SenzaGen gets new funding to boost non-animal testing methods

By Kirsty Doolan

- Last updated on GMT

CEO Nählstedt said cosmetics is a very important industry for SenzaGen as "there is still unnecessary animal testing going on" in many markets (Image: Getty)
CEO Nählstedt said cosmetics is a very important industry for SenzaGen as "there is still unnecessary animal testing going on" in many markets (Image: Getty)

Related tags Animal testing alternatives Animal testing ban Animal testing REACH European commission Regulation European union

The company shared that it will use the cash to further collaborate with RIFM to test more substances and determine safe-dose levels around skin sensitisation.

It will continue to use its non-animal-related GARD skin Dose-Response method to test and identify potential allergens in specific chemicals.

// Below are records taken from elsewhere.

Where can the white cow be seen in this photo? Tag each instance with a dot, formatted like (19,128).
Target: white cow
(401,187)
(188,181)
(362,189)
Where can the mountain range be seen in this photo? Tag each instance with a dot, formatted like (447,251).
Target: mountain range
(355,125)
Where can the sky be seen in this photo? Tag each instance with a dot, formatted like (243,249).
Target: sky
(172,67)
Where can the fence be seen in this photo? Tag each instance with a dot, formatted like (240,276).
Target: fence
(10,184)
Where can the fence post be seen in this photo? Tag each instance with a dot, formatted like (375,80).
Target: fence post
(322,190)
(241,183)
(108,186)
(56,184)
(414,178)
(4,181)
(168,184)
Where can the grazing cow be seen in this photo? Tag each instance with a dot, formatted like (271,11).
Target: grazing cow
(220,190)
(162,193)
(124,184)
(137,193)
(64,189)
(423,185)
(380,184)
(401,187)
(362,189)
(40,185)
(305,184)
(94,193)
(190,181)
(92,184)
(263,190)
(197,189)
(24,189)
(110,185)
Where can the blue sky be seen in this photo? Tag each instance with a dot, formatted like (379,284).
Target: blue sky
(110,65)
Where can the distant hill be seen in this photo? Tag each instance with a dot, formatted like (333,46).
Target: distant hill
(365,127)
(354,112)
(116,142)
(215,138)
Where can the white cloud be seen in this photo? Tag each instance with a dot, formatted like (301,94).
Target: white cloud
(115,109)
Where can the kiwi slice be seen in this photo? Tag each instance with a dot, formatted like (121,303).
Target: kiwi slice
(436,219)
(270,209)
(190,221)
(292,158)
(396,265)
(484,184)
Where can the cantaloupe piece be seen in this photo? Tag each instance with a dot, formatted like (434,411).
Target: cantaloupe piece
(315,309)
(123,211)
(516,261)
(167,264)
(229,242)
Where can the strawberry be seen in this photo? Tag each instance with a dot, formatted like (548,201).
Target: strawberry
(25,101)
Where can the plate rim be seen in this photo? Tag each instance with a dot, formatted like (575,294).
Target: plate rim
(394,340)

It combines a machine-learning algorithm, genomics, and human cell lines to get a highly accurate readout of potential skin allergens.

SenzaGen, which is based in Lund in Sweden, said the unique test method “provides quantitative data that eliminates the need for animal testing when determining the concentration at which skin-sensitising substances can be used without causing allergies.”

It has been working on the technology since 2014 and shared that the test can distinguish between allergens and non-allergens with a very high predictability.

The testing process was approved by the Organisation for Economic Co-operation and Development (OECD) in 2022 as a standard test guideline.

RIFM meanwhile generates, analyses, evaluates, and distributes data to provide a scientific basis for the safe use of fragrances.  It has the “world’s most comprehensive source of toxicology data, literature, and general information on fragrance and flavour raw materials” and its Fragrance Ingredient Safety Assessment programme draws from a database of over 80,000 references and around 200,000 human health and environmental studies.

Since 2021, the two companies have collaborated to advance both non-animal testing and fragrance safety.

CEO and group president of SenzaGen, Peter Nählstedt explained that the company’s GARD skin Dose-Response method “remains at the forefront of research” and said that SenzaGen eagerly anticipated “delivering outcomes that advance the shift to non-animal testing and enhance product safety in the market.”

While senior scientist at the RIFM, Isabelle Lee, shared that one of RIFM’s goals was to conduct quantitative risk assessment of fragranced consumer products using non-animal methods and that “The GARD skin Dose-Response assay shows promise as a pathway forward in deriving a point of departure without animal testing.”

Lee added that RIFM “eagerly anticipates the findings of our new study in collaboration with SenzaGen."

Animal testing in cosmetics still faces confusion

SenzaGen, which was ranked as Sweden's 18th fastest-growing technology company in Deloitte's annual ranking, Sweden Technology Fast 50 for 2023, believes its in vitro alternatives are not only more ethical, but also more effective than testing on animals.

Although animal testing for cosmetics products is technically banned in Europe, it continues to take place in international markets that European companies sell into.

Cosmetics companies in Europe can still face confusion in this area too, due to the caveat on ‘worker exposure’​ to chemicals in the EU’s REACH regulation.

Nählstedt said that cosmetics is a very important industry for SenzaGen as “in many markets there is still unnecessary animal testing going on, and there are now better options in-vitro and animal-free.”

“It’s very useful in cosmetics because we can manage mixtures, extracts and where it’s not very always defined what type of substances you have,” he continued.

“We've now done several tests with customers and know that the platform works with these types of products, so the consumer can be safe.”

“We also know that this platform is used by our customers in product development because then they can screen out potentially problematic products, but also keep the ones that are really interesting and not discard them because they did a too broad or too less-specific type of test,” he concluded.